The day after her son was run over and killed on a borrowed dirt bike, Javis Charles' mother grieved his loss and said she warned him over and over against riding the motorized bikes.

"A friend let him use it, and this is what happened," said Charles' mother, Carolyn Potter.  "He was always asking me to buy him one and I kept telling no, that dirt bikes kill."

The dirt bike Charles was riding was not street legal.

"The dirt bike did not have the proper equipment. Its lights were not on. The other driver of the vehicle did not see the dirt bike," said Miami Police Officer Chris Bess.

Earlier in the day, another motorcyclist was hit near the Palmetto Expressway and NW 27th Avenue in Miami Gardens. As he lay on the ground, other bikers gathered around, but none helped. They scattered when the police arrived. The injured man was air rescued to Ryder Trauma Center with serious injuries.

On Sunday, a 20-year-old was killed while illegally riding his ATV with a pack on the Palmetto Expressway. It's believed he traveled from Orlando to participate in the holiday event.

This year law enforcement promised a tougher crackdown. Motorcyclists caught weaving in and out of traffic or popping wheelies were given a citation for reckless driving.

At Molina Towing Company a trio of brothers were recovering a dirt bike, towed by police after its rider was nabbed and fined.
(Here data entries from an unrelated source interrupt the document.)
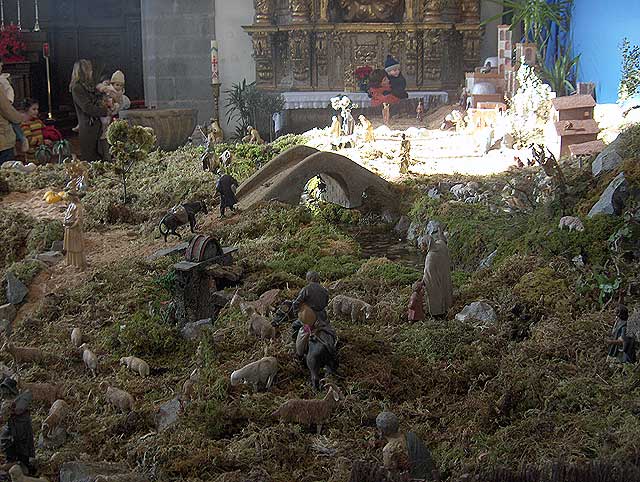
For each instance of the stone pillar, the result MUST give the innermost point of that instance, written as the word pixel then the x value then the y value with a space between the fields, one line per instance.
pixel 264 11
pixel 432 11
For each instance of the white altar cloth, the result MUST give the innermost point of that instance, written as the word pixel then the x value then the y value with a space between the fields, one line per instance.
pixel 322 100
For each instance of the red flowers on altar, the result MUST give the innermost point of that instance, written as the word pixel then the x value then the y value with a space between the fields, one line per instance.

The traffic violations and towing charges for Christopher Small's ride will total nearly $600, he said.  Will it deter him and his cousins from joining in next year's MLK Day mass motorized event?

"No, it's bike life, man," Smalls said. "It's bike life, man. We always ride."

Late Monday night, the Broward Sheriff's Office announced that the joint MLK enforcement operation, conducted by law enforcement agencies in Miami-Dade and Broward, had made 36 arrests and confiscated 74 vehicles along with three firearms.

Police hope to put an end to the motorcycle madness in the years to come.